The electronic superhighway is becoming an ever more important forum for commerce, and states want a piece of the action. But just as American colonists resisted British attempts to tax paper and tea, American citizens should bar states from taxing online transactions.

An important battle over Internet taxation has been fought within the Advisory Commission on Electronic Commerce, created by Congress to study the issue.

In attempting to write its report, due in April, the commission was riven with acrimonious debate. Storefront retailers were determined to see their online competitors suffer under the heavy hand of government.

A majority of ACEC members voted to support extension by five years of the existing moratorium on new state taxes on the Internet, and elimination of the 3 percent federal excise tax on telephone services.

But advocates failed to reach the necessary super majority of 13 (out of 19) members necessary to make the recommendation official. The biggest fight occurred over ”nexus” issues, that is, when online retailers had a large enough physical presence in a state to warrant collection of sales taxes.

Lisa Cowell, executive director of the retailers’ lobby, the e‑Fairness Coalition, complained that business members of ACEC ”used their position on the ACEC to serve their corporate interests.”

ACEC member and Utah Gov. Mike Leavitt denounced the ”desire to create very special privileges for one type of retailing.”

Tax advocates like Cowell and Leavitt argue fairness, but the real issue is money.

Dallas Mayor Ron Kirk, another ACEC member, argued that online sales could cost states $20 billion a year and, that, of course, would mean a cut in important government services. He kept a fire truck on the commission table to symbolize that such services are real, not virtual.

But states have more than enough money to provide essential services: their revenues have been increasing more than 5 percent a year throughout the 1990s, and states ended 1998 with a collective $11 billion surplus.

Moreover, such services do not benefit e‑retailers, in contrast to local sellers, who are also able to vote on Kirk and Leavitt, and their programs.

Anyway, frivolous government outlays abound, and economic good times have encouraged states and localities to spend even more on unnecessary projects. That projected $20 billion ”loss” belongs in the hands of taxpayers, who today face the highest peacetime tax burden ever.

The concern of storefront retailers for fairness is understandable, but it would make more sense to simplify and reduce the existing tax burden than to extend today’s regulations to online sellers.

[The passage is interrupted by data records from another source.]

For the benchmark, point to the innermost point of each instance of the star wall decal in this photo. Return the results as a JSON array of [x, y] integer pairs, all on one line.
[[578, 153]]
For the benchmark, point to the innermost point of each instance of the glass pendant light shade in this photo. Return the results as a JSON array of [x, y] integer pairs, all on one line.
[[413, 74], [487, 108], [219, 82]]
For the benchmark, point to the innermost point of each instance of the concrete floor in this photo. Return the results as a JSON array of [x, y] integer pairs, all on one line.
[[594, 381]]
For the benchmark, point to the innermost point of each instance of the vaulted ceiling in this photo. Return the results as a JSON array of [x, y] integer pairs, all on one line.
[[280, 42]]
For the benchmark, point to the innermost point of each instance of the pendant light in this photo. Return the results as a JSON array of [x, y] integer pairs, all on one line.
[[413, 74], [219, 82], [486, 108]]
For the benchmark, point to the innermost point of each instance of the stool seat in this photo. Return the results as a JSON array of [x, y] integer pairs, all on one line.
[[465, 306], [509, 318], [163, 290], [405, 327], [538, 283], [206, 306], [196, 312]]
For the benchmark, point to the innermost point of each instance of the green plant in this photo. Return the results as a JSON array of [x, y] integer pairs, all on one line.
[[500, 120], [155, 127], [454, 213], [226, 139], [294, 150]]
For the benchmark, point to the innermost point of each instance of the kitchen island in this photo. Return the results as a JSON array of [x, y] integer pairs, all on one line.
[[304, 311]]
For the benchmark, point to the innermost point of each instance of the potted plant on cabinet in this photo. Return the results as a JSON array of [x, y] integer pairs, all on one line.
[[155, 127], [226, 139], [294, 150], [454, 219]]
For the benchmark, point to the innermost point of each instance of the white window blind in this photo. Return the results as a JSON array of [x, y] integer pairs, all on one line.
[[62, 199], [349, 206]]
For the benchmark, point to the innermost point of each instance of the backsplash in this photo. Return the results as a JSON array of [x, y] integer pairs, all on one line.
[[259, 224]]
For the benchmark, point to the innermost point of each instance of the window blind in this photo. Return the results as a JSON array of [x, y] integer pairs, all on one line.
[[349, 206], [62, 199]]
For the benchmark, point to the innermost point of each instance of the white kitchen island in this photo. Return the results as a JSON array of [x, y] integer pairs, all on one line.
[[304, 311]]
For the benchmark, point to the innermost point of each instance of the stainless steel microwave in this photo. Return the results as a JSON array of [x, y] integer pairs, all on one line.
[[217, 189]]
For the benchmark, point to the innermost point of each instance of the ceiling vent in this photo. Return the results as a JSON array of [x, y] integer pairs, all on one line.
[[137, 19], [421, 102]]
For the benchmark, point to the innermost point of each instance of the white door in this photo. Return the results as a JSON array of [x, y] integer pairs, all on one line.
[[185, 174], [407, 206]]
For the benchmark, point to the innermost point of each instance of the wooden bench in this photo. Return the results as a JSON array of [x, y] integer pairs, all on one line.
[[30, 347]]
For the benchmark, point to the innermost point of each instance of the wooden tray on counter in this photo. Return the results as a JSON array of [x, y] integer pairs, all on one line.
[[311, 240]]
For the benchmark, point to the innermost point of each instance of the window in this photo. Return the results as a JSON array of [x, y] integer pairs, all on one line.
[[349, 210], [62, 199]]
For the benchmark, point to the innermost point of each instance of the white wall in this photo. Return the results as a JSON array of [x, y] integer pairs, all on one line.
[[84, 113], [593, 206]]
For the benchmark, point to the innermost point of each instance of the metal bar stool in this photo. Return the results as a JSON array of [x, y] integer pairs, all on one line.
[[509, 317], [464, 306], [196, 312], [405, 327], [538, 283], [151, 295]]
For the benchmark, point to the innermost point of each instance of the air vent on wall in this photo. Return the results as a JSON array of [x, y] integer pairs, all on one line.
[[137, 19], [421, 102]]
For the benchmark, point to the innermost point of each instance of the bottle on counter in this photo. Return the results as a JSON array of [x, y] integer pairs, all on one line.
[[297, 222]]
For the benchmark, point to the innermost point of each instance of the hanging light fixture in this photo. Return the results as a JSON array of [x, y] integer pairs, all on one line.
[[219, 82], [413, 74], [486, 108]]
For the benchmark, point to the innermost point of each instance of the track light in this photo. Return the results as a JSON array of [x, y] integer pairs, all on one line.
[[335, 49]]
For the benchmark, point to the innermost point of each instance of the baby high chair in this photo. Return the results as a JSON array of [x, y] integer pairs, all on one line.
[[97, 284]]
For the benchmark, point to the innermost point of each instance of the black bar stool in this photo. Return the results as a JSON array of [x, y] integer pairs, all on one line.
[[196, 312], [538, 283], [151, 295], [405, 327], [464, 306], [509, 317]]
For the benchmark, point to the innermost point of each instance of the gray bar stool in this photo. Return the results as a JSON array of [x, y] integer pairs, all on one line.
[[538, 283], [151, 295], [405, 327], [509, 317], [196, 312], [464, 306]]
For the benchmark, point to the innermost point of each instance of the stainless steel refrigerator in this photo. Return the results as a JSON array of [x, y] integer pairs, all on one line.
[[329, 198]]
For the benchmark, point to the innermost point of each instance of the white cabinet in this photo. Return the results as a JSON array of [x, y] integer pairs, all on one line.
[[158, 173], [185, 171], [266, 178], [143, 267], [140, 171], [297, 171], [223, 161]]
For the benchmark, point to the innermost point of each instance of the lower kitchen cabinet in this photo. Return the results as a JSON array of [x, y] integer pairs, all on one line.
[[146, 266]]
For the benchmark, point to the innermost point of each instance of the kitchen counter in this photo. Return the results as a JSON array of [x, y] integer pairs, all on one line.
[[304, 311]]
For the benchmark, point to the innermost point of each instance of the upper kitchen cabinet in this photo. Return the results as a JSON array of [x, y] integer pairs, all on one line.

After all, these fears are not new: catalog sales were once believed to threaten neighborhood department stores. But local businesses survived. They will survive Web retailers.

In 1998, Internet sales ran just $5.6 billion, one-thirtieth of the $185 billion total for mail-order sales. The latter might sound like a lot, except in comparison to the $2.7 trillion total in retail sales.

Delivery charges aside, most people like to look at, touch, read, try on and feel the items that they are considering purchasing. Moreover, many people want the shirt or record right away. Lots of people simply like to shop. Surfing the Web is no substitute.

Anyway, just as competition among businesses is good, so is competition among states. Limiting the reach of grabby and greedy public officials gives citizens more options where to live, work and shop. Constraining political avarice ensures that citizens retain an opportunity to flee areas with excessive taxes.

The critical tactic, understood by America’s rebellious colonists, is to refuse government new sources of revenue. Once granted, such taxes will never be voluntarily surrendered by public officials.

A century ago, Washington imposed an excise tax on the newfangled telephone to fund the Spanish-American War. That exaction, which now costs more than $5 billion annually, is still with us.

The only circumstance under which Internet taxation could be justified is if government dropped a corresponding levy. Replace the federal income tax with a national sales tax? Then let’s talk about taxing the Net.

Are states willing to eliminate some taxes entirely, cut tax rates or accept constitutional tax limitations? Then let’s talk about applying sales taxes to the Internet. Until then, don’t call us, we’ll call you.

Computers and their various progeny, particularly the Internet, are transforming the economy. Their impact has been so great in part because they have developed relatively free of the government regulations and taxes that routinely hobble other businesses.

To protect their economic future, Americans must keep the electronic superhighway free of government roadblocks. Especially state attempts to turn it, like all other commerce, into a cash cow.